Jesus makes a scene of this with his disciples with rather shocking rhetorical questions. “Why just one?” As if he seems to have expected to hear from all of them. And why is Jesus talking over the foreigner, about him, not to him, as Anna Carter Florence asks? Jesus’s questions leave us with a predicament: Is Jesus trying to make some point at the expense of the other nine? Why is Jesus objectifying the one who returns? We might imagine the disciples groaning: “Yeah, we got the point when you told us the Samaritan shows us what love of neighbor means, so now we get what love of God means.” We might hear them scoff, “Yes, those ingrates! Exactly! Where are they?” Or they could be grumbling saying, “Well, you did tell them to go to the priests, now you want something else from them?” or “Well, this one is a foreigner, he can’t go with the others to their priests.”
Then Jesus speaks to the foreigner, not about him: “Your faith has saved you (sésôskén, made you whole).” The faith announced in his ‘Lord, have mercy,” has led him to “Thank you, Jesus.”
Praise and thanksgiving are not an obligation—even the desire to thank God is itself a gift, as the liturgy prays. Jesus’ open invitation to trust in him can eventually lead us not just back to the status quo but to a life lived in communion with him. God’s love and mercy know no boundaries or borders or restricted access. With this invitation to faith lived in communion comes a new journey: Get up, you, and go!
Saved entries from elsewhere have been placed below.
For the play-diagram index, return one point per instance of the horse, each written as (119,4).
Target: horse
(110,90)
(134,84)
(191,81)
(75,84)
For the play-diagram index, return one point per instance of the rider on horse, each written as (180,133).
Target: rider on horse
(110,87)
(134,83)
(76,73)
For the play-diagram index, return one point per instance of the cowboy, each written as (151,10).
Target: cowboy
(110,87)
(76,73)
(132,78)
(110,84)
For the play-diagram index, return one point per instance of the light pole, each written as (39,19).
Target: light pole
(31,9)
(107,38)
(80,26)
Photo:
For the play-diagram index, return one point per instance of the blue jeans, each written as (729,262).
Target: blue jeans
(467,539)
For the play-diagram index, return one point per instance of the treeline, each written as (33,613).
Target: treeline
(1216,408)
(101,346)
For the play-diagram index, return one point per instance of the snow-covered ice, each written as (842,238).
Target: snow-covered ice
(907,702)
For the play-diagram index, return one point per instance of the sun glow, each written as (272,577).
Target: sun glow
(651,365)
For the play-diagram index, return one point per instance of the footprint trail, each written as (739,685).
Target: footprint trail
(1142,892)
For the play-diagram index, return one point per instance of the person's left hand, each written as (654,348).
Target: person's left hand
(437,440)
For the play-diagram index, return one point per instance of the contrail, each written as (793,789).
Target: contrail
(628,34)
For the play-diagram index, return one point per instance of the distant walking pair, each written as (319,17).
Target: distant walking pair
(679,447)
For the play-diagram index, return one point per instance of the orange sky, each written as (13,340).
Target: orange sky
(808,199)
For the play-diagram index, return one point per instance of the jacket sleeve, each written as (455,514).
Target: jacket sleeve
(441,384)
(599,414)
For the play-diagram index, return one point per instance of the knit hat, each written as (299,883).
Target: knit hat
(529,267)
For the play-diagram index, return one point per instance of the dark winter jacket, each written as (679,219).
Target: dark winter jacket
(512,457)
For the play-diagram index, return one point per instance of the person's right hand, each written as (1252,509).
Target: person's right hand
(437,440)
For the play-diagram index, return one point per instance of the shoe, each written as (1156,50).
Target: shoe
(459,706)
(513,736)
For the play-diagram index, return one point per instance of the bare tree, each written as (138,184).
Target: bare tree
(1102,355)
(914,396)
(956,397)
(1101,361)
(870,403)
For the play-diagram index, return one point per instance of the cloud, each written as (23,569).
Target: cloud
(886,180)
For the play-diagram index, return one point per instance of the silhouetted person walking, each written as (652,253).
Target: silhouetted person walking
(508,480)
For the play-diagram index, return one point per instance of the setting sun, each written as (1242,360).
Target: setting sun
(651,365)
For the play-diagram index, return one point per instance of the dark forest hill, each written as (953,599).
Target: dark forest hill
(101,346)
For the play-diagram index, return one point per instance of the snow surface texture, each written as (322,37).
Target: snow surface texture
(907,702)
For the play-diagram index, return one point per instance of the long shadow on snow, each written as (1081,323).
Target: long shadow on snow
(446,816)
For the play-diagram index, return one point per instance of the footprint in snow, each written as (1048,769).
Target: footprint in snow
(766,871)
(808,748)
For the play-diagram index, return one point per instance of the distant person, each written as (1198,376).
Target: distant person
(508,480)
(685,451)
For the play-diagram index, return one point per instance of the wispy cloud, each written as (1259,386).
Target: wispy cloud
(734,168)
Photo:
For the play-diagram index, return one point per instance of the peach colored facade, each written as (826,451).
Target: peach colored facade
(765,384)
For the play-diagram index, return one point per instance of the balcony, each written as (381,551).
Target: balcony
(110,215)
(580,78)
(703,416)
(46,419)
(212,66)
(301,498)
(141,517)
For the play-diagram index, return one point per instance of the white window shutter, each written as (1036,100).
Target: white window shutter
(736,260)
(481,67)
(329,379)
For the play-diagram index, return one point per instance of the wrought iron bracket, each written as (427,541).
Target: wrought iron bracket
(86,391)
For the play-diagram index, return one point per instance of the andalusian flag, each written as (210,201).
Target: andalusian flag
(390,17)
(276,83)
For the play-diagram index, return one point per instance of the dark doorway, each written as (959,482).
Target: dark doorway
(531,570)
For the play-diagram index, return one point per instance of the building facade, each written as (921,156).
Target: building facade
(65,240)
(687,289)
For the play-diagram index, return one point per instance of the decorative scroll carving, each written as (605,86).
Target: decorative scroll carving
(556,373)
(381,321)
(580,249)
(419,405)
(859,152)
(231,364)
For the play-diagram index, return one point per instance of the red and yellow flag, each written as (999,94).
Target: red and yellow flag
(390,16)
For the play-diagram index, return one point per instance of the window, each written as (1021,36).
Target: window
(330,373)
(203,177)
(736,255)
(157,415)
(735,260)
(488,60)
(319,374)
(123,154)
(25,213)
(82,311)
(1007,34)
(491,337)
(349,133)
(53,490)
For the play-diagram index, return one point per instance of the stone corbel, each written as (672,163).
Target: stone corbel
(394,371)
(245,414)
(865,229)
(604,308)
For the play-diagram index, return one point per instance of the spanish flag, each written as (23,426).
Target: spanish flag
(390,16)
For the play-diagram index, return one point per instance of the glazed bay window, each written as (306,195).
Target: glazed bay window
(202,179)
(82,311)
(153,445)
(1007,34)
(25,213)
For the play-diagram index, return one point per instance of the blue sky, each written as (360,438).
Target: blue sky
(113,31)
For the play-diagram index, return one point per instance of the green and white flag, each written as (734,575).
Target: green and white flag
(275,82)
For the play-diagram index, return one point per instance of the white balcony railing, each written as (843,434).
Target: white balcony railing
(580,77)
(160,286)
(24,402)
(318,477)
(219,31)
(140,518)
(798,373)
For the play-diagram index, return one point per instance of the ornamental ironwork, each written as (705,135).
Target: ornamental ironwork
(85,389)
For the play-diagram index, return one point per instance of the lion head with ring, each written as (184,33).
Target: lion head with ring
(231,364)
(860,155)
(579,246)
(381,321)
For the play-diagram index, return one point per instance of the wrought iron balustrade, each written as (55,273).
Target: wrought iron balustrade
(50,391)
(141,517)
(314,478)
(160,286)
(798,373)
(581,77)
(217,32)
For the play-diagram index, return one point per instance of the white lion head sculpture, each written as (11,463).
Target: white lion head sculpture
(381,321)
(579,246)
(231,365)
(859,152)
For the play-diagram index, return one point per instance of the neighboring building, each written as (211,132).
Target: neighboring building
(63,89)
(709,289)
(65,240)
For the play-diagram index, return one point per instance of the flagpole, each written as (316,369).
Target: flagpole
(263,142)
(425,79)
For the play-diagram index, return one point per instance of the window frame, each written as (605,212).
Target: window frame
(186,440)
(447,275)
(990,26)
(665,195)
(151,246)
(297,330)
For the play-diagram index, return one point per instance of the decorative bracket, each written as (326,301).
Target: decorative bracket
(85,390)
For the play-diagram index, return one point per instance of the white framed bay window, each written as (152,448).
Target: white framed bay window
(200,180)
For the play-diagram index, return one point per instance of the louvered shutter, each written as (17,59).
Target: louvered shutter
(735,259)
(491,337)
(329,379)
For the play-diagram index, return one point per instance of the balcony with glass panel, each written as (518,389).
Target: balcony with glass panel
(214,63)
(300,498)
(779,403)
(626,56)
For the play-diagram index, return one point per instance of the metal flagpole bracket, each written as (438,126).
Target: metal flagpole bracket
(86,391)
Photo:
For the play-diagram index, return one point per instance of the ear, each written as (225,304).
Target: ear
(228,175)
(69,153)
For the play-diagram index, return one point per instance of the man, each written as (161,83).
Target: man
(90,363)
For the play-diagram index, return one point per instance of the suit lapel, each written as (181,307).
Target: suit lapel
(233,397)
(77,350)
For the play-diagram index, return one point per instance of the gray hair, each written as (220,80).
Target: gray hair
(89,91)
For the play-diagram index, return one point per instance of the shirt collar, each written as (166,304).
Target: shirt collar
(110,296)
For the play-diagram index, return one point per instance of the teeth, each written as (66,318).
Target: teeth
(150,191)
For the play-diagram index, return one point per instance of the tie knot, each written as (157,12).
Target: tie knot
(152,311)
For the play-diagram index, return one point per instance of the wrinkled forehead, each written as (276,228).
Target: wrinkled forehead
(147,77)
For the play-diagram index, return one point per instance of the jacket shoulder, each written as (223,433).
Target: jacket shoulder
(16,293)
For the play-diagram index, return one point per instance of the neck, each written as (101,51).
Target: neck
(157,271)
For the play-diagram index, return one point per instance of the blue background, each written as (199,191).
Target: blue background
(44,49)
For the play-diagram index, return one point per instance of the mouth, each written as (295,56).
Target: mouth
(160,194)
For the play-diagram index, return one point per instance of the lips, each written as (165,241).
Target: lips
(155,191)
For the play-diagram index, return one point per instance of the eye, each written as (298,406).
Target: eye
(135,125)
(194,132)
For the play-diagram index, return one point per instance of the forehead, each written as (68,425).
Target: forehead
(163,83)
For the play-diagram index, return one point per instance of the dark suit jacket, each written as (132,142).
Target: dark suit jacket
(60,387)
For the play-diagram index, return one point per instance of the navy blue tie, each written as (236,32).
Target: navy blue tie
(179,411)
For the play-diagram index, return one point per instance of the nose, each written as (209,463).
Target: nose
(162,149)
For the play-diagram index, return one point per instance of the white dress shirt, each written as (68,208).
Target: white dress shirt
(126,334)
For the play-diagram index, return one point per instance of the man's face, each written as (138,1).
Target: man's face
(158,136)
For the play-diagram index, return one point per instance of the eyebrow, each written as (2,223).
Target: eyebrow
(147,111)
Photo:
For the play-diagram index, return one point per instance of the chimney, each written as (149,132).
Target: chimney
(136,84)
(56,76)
We live each day somewhere between “Lord, have mercy” and “Thank you, Jesus”: in hope, trust, and recognition; in praise, thanks, and action. We are to get up and go for we are made whole and sent out on a new journey of witness. And in between, we too make concrete our saving relationship with Christ and one another, show forth our gratitude in our eucharist, and in our holy communion, are nourished, healed, and made whole—one Body, one Spirit in Christ. It is truly right and just to give God thanks and praise!